Utilizing that Constitutional authority would follow wording in previous legislation and court decisions on the issue. For example, the Partial Birth Abortion Ban Act (PBABA) of 2003 reads: “Any physician who, in or affecting interstate or foreign commerce, knowingly performs a partial-birth abortion and thereby kills a human fetus shall be fined under this title or imprisoned not more than 2 years, or both.” The Supreme Court upheld that law in 2007, although not on grounds that it fell under Congress’ interstate commerce authority.
According to the Congressional Research Service, Congress’ interstate commerce authority includes – under certain circumstances – the ability to condition funding on state actions (e.g. stripping funding from states that don’t ban alcohol purchases by individuals under the age of 21).
The Fourth Circuit Court of Appeals has also defended a pro-abortion law by arguing that “facilities buy medical and office supplies that move in interstate commerce,” as well as that clinic blockades affected interstate commerce. That decision, which upheld the Freedom of Access to Clinic Entrances Act of 1994, also supported Congress’ reading, noting that, “Congress rationally concluded that violence, threats of force, and physical obstructions aimed at persons seeking or providing reproductive health services affect interstate commerce,” the court said.
While the ruling’s context indicates support just for pro-abortion measures, attorneys could combine the text with PBABA, scientific evidence, and other case law to corroborate Congress’ assertion of this authority to ban abortion.
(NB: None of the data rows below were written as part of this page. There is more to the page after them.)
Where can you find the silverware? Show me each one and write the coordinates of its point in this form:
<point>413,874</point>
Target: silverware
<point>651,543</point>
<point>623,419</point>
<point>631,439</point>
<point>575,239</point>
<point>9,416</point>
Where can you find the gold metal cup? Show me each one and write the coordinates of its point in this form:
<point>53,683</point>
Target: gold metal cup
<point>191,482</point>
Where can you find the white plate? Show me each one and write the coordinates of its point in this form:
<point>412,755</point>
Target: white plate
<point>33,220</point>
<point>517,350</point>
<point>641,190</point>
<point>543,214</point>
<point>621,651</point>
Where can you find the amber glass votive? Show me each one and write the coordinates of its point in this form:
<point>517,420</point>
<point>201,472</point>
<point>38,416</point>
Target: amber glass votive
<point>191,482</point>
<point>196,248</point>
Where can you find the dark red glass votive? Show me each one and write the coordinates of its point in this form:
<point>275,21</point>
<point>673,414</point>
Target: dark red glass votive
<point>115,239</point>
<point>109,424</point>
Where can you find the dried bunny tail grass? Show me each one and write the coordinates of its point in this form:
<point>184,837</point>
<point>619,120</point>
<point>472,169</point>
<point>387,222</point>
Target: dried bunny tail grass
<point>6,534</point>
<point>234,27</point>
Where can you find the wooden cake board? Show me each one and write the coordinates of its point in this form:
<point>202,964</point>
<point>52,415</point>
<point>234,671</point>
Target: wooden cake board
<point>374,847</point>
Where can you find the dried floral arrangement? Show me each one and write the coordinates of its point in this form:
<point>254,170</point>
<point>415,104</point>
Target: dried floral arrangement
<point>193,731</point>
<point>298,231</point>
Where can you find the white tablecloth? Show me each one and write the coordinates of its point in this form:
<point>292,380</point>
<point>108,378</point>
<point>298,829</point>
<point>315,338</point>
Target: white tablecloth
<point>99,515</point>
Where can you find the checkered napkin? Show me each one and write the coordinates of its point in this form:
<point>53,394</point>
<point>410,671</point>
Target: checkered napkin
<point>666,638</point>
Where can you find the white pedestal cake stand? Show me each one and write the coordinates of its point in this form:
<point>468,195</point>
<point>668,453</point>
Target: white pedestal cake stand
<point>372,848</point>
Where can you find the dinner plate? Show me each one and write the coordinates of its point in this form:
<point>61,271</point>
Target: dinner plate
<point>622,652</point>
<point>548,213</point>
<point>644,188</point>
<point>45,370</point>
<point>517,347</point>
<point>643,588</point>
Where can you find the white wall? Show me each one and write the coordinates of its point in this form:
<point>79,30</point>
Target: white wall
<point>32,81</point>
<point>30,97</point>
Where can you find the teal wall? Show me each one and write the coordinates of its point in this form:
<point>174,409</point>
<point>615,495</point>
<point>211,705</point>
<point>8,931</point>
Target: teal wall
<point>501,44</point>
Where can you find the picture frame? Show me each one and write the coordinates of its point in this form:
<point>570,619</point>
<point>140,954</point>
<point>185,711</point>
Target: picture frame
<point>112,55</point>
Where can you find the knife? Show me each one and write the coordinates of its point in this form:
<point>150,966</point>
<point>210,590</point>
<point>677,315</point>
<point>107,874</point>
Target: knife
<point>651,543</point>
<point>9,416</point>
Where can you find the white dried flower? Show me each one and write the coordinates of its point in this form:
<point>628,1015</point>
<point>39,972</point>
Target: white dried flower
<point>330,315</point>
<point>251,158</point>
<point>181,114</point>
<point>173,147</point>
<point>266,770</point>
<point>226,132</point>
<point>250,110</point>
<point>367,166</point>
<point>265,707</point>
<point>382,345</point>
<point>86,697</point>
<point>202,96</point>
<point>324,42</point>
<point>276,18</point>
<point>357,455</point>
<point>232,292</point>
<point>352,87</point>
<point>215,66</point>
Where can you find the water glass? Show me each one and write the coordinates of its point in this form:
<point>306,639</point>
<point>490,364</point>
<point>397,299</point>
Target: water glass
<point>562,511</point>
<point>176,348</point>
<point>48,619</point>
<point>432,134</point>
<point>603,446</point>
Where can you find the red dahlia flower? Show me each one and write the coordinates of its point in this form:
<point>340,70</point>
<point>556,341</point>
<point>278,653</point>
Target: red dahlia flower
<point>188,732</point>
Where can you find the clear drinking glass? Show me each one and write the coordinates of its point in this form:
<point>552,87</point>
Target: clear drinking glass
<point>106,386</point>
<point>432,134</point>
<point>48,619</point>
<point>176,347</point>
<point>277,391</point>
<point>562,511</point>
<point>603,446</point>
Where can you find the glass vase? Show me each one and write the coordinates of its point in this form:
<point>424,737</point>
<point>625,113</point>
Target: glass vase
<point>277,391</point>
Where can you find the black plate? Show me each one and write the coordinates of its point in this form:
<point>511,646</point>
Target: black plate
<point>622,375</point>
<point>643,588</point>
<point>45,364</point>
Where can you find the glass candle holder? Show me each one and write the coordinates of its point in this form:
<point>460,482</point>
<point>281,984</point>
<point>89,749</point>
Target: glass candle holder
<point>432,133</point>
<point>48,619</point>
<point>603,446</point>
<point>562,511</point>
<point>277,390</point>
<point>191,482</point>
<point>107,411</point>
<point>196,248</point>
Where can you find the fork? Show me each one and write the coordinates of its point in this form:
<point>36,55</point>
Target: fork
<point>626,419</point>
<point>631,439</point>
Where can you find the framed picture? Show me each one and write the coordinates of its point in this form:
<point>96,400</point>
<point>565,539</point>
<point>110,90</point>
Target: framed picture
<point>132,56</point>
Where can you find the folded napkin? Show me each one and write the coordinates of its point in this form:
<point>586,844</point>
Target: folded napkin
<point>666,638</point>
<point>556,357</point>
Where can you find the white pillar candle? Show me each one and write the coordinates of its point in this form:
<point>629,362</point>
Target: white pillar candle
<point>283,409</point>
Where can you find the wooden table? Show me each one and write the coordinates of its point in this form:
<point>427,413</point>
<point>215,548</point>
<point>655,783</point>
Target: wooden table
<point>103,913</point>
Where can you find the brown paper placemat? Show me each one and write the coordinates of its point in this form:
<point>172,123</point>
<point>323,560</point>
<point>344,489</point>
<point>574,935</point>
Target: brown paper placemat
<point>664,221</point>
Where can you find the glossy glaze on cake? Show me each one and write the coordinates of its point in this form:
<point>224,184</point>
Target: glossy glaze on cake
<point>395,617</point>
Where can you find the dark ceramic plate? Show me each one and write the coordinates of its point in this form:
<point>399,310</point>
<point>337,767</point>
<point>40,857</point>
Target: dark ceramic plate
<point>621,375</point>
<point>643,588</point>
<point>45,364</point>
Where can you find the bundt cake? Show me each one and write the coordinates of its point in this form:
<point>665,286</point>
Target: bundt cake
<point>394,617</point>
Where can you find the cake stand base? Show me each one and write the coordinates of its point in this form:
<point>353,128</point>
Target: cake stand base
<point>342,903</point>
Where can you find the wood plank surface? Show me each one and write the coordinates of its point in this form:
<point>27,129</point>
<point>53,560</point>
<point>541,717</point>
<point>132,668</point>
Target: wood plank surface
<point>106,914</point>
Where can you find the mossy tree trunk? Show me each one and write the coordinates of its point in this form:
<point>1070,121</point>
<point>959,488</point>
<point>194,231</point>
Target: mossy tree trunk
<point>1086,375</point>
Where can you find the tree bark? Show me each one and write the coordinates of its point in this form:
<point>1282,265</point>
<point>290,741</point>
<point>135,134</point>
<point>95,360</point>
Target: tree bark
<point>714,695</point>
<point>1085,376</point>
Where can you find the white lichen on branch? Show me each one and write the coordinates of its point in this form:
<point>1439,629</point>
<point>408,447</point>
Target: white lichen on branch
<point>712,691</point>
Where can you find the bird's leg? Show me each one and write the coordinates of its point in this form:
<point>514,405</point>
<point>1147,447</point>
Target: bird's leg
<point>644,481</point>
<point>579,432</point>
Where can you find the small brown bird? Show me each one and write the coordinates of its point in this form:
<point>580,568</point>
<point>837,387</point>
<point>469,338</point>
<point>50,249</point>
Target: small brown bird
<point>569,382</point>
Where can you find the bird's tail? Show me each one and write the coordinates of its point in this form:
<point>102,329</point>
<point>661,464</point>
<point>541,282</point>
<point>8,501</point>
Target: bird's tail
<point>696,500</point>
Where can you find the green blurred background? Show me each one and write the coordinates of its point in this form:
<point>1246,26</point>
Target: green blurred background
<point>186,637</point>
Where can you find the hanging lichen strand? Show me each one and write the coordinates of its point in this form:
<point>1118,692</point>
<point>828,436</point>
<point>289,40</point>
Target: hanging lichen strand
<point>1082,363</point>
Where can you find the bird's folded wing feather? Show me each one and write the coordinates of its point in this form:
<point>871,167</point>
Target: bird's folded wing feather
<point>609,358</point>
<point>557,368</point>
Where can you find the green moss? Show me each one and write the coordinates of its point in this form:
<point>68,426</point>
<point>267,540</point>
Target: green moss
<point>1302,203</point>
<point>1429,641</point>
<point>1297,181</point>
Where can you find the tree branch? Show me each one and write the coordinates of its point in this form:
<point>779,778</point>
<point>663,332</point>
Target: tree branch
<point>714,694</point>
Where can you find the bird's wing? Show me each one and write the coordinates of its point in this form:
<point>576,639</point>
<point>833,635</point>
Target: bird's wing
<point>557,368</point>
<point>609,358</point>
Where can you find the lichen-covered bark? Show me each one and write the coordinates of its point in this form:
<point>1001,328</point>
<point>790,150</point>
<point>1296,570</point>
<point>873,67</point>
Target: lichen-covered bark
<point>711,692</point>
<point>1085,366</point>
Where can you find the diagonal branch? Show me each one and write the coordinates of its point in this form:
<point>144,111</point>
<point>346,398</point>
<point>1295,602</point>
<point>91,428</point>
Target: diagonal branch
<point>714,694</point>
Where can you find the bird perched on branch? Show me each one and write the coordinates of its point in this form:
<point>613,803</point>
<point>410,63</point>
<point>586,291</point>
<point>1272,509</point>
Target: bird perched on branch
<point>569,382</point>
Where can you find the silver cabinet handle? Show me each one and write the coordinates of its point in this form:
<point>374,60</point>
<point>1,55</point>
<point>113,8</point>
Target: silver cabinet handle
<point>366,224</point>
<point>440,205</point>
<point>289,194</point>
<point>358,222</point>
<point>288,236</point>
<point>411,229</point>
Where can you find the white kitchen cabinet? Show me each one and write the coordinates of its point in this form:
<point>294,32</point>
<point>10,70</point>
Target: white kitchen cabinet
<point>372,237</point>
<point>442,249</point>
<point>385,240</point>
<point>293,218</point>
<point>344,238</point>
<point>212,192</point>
Yet and still, attorneys would likely justify commercial intervention at least somewhat on the basis that abortion takes an innocent life. In that case, the U.S. would still be left with the question of why the 14th Amendment protects “person[s]” but preborn lives are somehow excluded from that category.
Finally, there’s reason for the federal government – either through Congress or the Food and Drug Administration (FDA) – to ban medication abortions based on threats to women’s health. Unfortunately, available data have been inadequate for determining the true threat of the abortion pill, leaving the FDA with a weak justification for removing the in-person dispensing requirement. Basic medical knowledge indicates a need for this requirement but studies have also pointed to the possibility that the pill alone poses threats to women’s lives.
Each branch of the federal government can act in a variety of ways to prevent abortions. And they should. It’s both the moral and logical choice given what we know about science and what the federal government has already said about the preborn.
In that case, federal policymakers would essentially disregard the Supreme Court’s state-based framing of the issue and inflame an already-painful sore on the back of American political life. But if any issue is worth risking socio-political turmoil, it’s abortion.
Editor’s Note: This article has been changed since its original publication.